1,25 Dihydroxyvitamin D3 (1,25D) is a hormone produced from vitamin D through two hydroxylating steps catalyzed successively in the liver by the vitamin D 25-hydroxylase Cyp2R1 and in the kidney by the 25-hydroxyvitamin D3 1α-hydroxylase Cyp27B1. 1,25D behaves like a steroid hormone. It regulates gene transcription by interacting with a nuclear receptor named vitamin D receptor (VDR) for the vitamin D receptor. Although the role of vitamin D is historically related to rickets, its physiological function largely encompasses bone tissues.

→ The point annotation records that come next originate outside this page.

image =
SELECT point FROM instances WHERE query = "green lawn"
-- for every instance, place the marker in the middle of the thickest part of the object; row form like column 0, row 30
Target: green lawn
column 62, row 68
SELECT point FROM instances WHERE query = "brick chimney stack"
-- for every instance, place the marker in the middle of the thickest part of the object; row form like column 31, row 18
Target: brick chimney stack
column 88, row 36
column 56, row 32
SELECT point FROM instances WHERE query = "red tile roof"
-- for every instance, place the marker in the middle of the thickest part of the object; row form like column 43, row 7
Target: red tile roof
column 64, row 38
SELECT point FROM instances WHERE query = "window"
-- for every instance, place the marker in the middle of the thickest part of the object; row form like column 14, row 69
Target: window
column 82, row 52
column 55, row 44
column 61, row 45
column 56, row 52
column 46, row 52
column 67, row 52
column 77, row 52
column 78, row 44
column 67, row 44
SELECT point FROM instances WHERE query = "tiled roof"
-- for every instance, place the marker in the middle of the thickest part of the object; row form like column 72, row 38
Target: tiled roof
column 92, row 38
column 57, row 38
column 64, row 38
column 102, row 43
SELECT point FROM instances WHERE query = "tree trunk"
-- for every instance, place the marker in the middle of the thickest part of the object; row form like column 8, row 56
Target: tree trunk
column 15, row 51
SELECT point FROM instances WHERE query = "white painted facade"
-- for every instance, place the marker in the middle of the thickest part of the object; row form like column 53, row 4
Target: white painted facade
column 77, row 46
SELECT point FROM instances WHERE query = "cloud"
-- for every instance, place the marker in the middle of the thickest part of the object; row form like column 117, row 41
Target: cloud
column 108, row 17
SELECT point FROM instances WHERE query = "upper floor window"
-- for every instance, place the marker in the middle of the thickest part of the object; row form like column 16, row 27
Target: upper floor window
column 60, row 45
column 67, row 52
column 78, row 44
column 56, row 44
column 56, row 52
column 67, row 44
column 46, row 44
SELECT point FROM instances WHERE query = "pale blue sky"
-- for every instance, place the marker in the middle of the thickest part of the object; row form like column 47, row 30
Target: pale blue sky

Accumulating evidence has indicated that 1,25D can also be considered a neurosteroid. For example, both VDR and CYP27B1 are expressed in brain cells. Similarly, the neuroprotective and anti-inflammatory potential of 1,25D in nervous tissue has been shown experimentally. The regulation of Cyp27B1, which catalyzes the last step of 1,25D synthesis, by the inflammatory cytokines tumor necrosis factor-α and interferon-γ has been reported recently. However, the fate of Cyp2R1 that catalyzes the first enzymatic reaction of the vitamin D metabolism has not received attention. Using human brain pericytes, we studied the expression of CYP2R1 and VDR genes when these cells were challenged to an inflammatory stimulus. We found a significant upregulation of these two genes in human brain pericytes challenged with tumor necrosis factor-α and interferon-γ. These results suggest the existence of an autocrine/paracrine vitamin D system in the neurovascular unit. The function of this novel signaling system might be critical in the control of neuroinflammation and in brain pathologies.